Possession: Jung's Comparative Anatomy of the Psyche
- Phoenix Amata
- Jul 16, 2025
- 3 min read

Review by Steven B. Herrmann, PhD, MFT
Author of "Walt Whitman: Shamanism, Spiritual Democracy, and the World Soul."
Craig E. Stephenson has written a marvelous book on the concept of possession that will be sure to open the reader's mind to many new insights into what C. G. Jung called the "comparative anatomy of the psyche," a challenge to any psychotherapist, teacher, or serious student of Jung who attempts to encompass a wide breadth of knowledge about a particular subject. The main subject of the book is the notion of possession by an "ancestral soul," or daemonomania = possession by a demon. In an effort to introduce this concept in chapter 1, the author constructs many interesting correspondences in one of the most celebrated cases of a psychic epidemic in Europe, the demonic possession of the Ursulines of Loudun from 1632 to 1638 in France. This was a collective psychosis that led to the witch hunt of Urbain Grandier.
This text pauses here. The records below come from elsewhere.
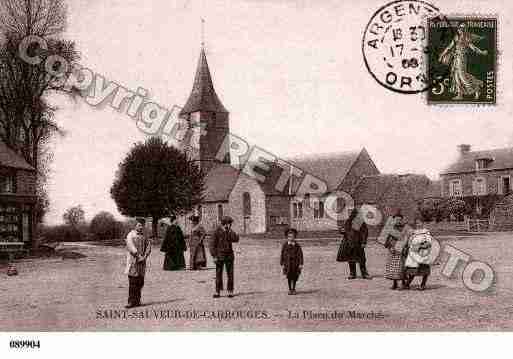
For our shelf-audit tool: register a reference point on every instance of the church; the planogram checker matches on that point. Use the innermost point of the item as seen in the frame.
(260, 206)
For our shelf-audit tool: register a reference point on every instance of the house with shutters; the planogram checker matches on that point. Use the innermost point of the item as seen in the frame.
(479, 177)
(17, 197)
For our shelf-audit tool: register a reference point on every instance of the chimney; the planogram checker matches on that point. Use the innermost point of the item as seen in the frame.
(464, 149)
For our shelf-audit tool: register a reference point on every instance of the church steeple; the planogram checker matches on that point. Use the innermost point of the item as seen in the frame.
(203, 97)
(208, 121)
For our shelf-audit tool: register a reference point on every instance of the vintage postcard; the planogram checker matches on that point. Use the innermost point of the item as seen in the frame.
(243, 165)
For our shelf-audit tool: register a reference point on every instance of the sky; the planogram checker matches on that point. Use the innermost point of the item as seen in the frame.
(291, 74)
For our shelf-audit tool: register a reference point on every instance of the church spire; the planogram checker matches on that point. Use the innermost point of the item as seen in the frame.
(203, 97)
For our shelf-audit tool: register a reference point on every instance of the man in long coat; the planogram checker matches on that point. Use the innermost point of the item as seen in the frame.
(138, 246)
(174, 246)
(222, 251)
(352, 248)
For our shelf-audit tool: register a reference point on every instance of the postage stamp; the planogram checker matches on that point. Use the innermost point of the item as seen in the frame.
(395, 43)
(464, 66)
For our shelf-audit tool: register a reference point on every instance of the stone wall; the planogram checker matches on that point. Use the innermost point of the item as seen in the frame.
(491, 177)
(256, 222)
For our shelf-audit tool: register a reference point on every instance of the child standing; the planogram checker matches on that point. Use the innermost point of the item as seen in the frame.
(291, 259)
(419, 255)
(394, 268)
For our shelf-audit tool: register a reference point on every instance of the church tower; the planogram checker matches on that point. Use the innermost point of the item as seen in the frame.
(207, 119)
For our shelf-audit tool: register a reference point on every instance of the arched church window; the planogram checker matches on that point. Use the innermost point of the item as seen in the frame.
(246, 204)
Following this opening chapter we are guided in chapter 2 through a survey of the anthropology of possession, where the anthropological reporting about possession in non-Western settings does not go deep enough, I feel, to explain the phenomena theoretically, because it overlooks the importance of the literature on shamanism. Nevertheless, Stephenson provides examples for how the notion of possession might be taken further for the field of depth-psychotherapy in his examination of recent developments in psychiatry, most notably his discussion of Dissociative Trance Disorder in the DSM IV. As a Zurich trained analyst he provides the reader with a window into Jung's view of the concept of possession, citing many of Jung's clearest formulations and he applies these insights perceptively to the practice of psychotherapy in chapters 4 and 5.
Chapter 5 contains some very interesting reflections on "scapegoating" and the way that rivals in a fellowship will project their hostility and violence against a common victim, or how a dysfunctional group will attempt to create cohesion by choosing and expelling an isolate. Stephenson brings to light for the field of psychotherapy a unique focus on psychodrama and group therapy following a discussion of the works of Jacob L. Moreno, who showed how the suffering of the individual self locates itself in problems of one's role in interpersonal relations within collectivities. Stephenson argues that while Jung tended to look at the problematic of possession from an introverted perspective (from the point of view of personal and collective "complexes" located intrapsychically and the inflation that ensues from identification with archetypes), Moreno privileged an interpersonal, extroverted perspective that is complementary to this view. In his closing chapter Stephenson returns to the case of the famous possessions of Loudun and states that after four centuries of scrutiny, the religious, psychological, and political complexity of this witch hunting epidemic has not been sufficiently explained.
The main point throughout the book is that we cannot privilege the intrapsychic over the interpersonal reality of the image any longer, as he says Jung did, and the psychosocial concept of the self as it manifests itself interpersonally offers as a complementary view to the way we might begin to work towards a more comprehensive theory. While the ideas in the book are invaluable to any student of depth-psychology, to students of history, and anthropology alike, what is missing is a theory that can explain the phenomenon of possession in a wider context by taking Jung's call for a comparative anatomy of the psyche further, as could be done, for instance through a discussion of the literature on shamanism.